PAKE measures expected tournament wins based on the victory probability derived from Kenpom efficiency data (which correlates very strongly to Las Vegas betting lines). The seeds of the teams do not factor in at all. This is likely the most accurate way to measure performance versus expectation, but the data set is limited.
PAD measures expected tournament wins based on the historical data correlating win probability to the combinations of seeds playing in each game. In a perfect world - where seeding is an accurate reflection of teams' strength - PAD and PAKE would be perfected correlated.
Most of the data points in Figure 3 fall on or near the trendline. What is interesting about Figure 3 are the coaches whose data deviates noticeably from that line. Izzo, for example, has a higher PAD score than his PAKE score. Mark Few and Bo Ryan similarly appear above the trendline in Figure 3, while Boeheim, Roy Williams, and Self all fall below the line.
I interpret this deviation as related to the accuracy of the seeding by the NCAA Tournament Selection Committee. If a coach has a lower PAD than PAKE (below the line in Figure 3), that implies that a coach has fewer expected wins than is implied based on the seed combinations. This suggests that a coach, historically, has been given a higher seed than they deserve. Boeheim, Roy Williams, and Self are the notable coaches in this part of the figure.

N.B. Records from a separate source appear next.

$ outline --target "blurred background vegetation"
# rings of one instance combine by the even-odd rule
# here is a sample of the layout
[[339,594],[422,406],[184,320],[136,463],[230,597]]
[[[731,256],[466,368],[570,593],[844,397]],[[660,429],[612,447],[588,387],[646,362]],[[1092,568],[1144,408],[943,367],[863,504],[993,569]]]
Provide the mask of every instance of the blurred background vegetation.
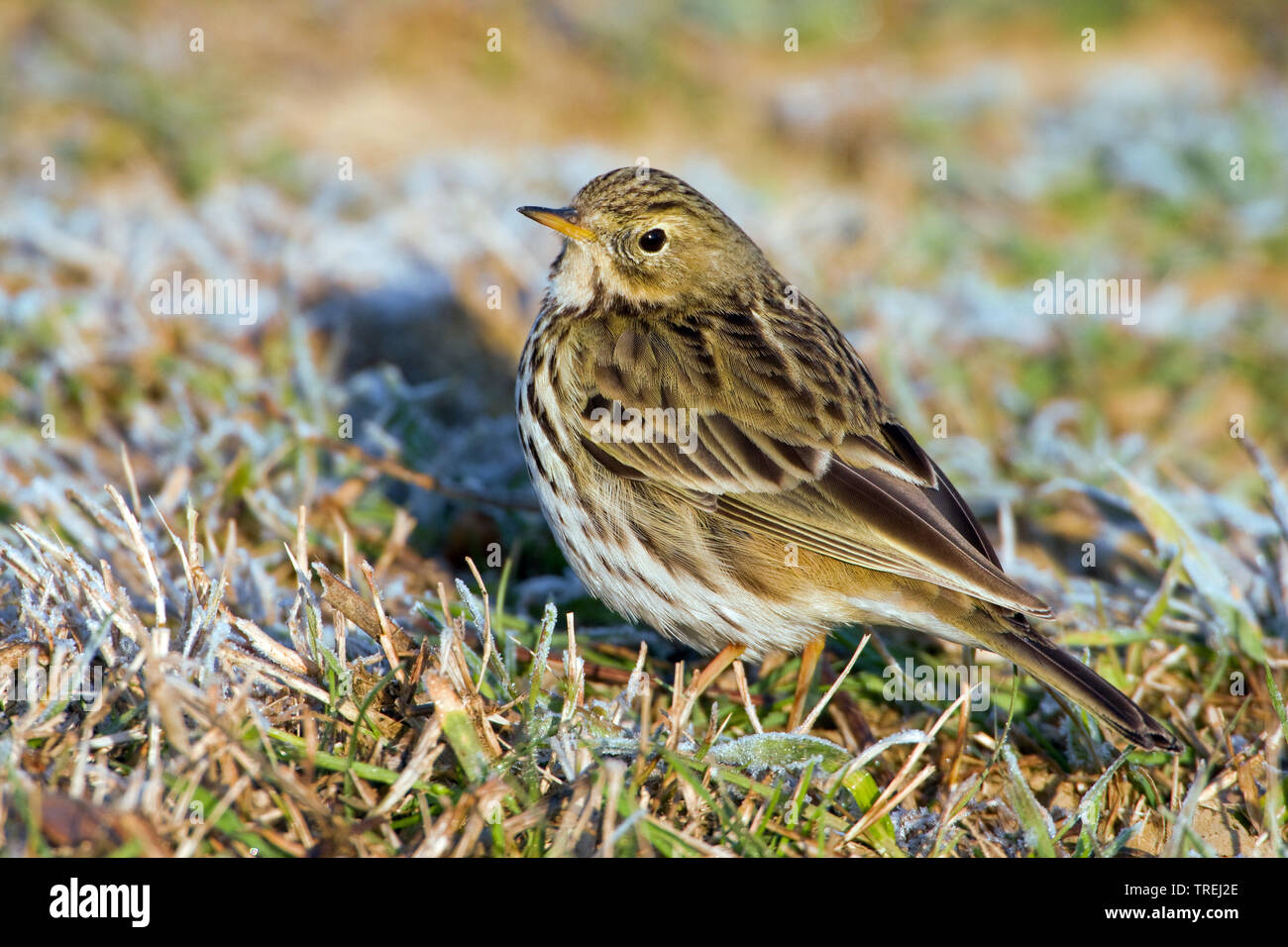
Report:
[[[1194,679],[1264,660],[1262,631],[1282,660],[1283,524],[1231,425],[1283,470],[1285,64],[1271,0],[6,3],[0,523],[107,555],[77,497],[124,454],[171,524],[189,500],[207,536],[237,523],[227,600],[281,636],[303,506],[408,621],[498,548],[518,615],[576,606],[634,653],[532,509],[510,392],[558,250],[514,207],[643,158],[841,325],[918,438],[943,415],[931,452],[994,536],[1016,517],[1006,554],[1072,643],[1131,639],[1182,523],[1257,625],[1173,616],[1208,634]],[[258,280],[258,322],[152,314],[173,271]],[[1140,322],[1034,314],[1056,271],[1139,278]],[[18,600],[0,584],[0,633]]]

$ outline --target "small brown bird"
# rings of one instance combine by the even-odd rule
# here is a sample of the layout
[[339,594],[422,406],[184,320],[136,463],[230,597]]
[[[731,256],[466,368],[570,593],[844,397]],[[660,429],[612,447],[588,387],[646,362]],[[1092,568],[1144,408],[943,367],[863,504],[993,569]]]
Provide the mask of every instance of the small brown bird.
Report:
[[622,167],[568,207],[519,365],[537,496],[586,588],[699,651],[875,622],[1014,661],[1139,746],[1157,720],[1028,622],[979,521],[832,322],[711,201]]

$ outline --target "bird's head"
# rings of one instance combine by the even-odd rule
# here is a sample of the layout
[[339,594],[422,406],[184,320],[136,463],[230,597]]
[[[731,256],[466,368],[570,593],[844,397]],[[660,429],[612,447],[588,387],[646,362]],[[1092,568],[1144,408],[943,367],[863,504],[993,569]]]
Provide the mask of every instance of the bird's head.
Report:
[[657,169],[618,167],[567,207],[519,213],[567,237],[551,271],[560,307],[608,301],[604,295],[638,307],[719,304],[746,295],[748,278],[773,272],[738,224]]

The opposite is also true. If a coach has a higher PAD than PAKE (above the line) that coach's team, on average, has been better than their seeds imply (and/or their opponents have, on average, been worse).
In other words, on average, that coach has been historically under-seeded. Coaches Izzo, Few, and Ryan fall into this category.
In part this helps explain how Izzo was able to overachieve so frequently. More often than not, his Spartan teams have been given too low of a seed. According to Figure 3, the difference between Izzo's PAD and PAKE is roughly 2.0. However, as Figure 2 shows, Izzo's PAD is well over 2.0 points ahead of the coach with the next highest value.
Even if this potential correction is taken into account, Tom Izzo is still the best NCAA Tournament coach of all time, and he isn't done yet.